In the last post, I spoke about the difference between King Lear as an abstract idea (what readers want) and the many material copies of King Lear that Google has gathered into its database (what they get). Certainly, the preservationist aspect of the project is impressive.
By scanning volumes housed in college libraries and collecting these images into a database, Google created a permanent record of the books as they were at some point in the mid-2000s. (Once or twice, I’ve even borrowed books from the Stanford library that have deteriorated since the images were taken.) At the same time, the aim was not to present flat facsimiles: it was to render these books searchable. To do that, scanned images needed to be converted into texts. But what exactly does it mean to read the texts rather than the images of these books, or to search "inside" them? For someone who wanted to read a Shakespeare play, wouldn’t a single error-corrected version (the Project Gutenberg model) be better than hundreds or even thousands of erroneous texts spirited from the pages of books?

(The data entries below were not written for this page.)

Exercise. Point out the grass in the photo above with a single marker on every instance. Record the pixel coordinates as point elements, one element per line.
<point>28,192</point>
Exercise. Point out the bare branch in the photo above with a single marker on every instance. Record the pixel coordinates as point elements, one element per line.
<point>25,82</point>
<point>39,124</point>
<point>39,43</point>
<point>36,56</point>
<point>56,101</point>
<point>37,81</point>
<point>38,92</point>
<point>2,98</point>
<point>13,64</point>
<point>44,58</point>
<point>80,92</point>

Containment is an old metaphor for describing the relationship between the book or the manuscript and the true text inside it. We might also speak of the text as animating soul and the book as its fragile decaying body; the text as the book’s antecedent or cause; and of one true text and many, possibly corrupt books. When Coleridge described being interrupted by the notorious person from Porlock, he imagined that "Kubla Khan" itself, the text of his poem, had already come into existence in a visionary instant. The "scattered lines" he managed to get down were merely a poor copy of what could have been.
Google Books reverses the traditional ontology by a) producing texts automatically from the pages of books (by OCR) and b) positing not a one-to-many, but a one-to-one relationship between the text and its material instantiation. Each book generates its own text, and those texts sit, each alone, siloed off from each other like books on a library shelf. Instead of imagination giving rise to texts (Coleridge’s "scattered lines"), which in turn give rise to material copies in a degenerative process, the already interlined and beaten-up books produce the texts. To toggle between them, Google provides buttons on the top right of the screen: "page images" and "plain text." That last phrase itself smacks vaguely of early Protestantism. "This comfort shalt thou evermore find in the plain text and literal sense," wrote William Tyndale in 1530. But, as we will see, these texts are far from plain and they are always "worse" than the books from which they come.

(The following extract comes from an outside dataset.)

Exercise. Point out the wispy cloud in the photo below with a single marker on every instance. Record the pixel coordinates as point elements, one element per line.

Textual scholars over the ages have tended to hypothesize a moment—before copying, printing, dissemination, or editing at which a text was most fully itself, "ideal," uncorrupted. The work of textual criticism has been to get back to that moment by dealing with the corruption that transmission inevitably entails. As Fredson Bowers grimly put it: "only a practising textual critic and bibliographer knows the remorseless corrupting influence that eats away at a text over the course of its transmission." Medieval scribes made unconscious errors and perverse alterations as they copied, and type-setting too produces errors— a line of type is set twice, a printer’s clerk swaps out a word he doesn’t recognize, or an author deals carelessly with proofs. The editor’s work was to understand this process of error-formation so that it might be subsequently reversed.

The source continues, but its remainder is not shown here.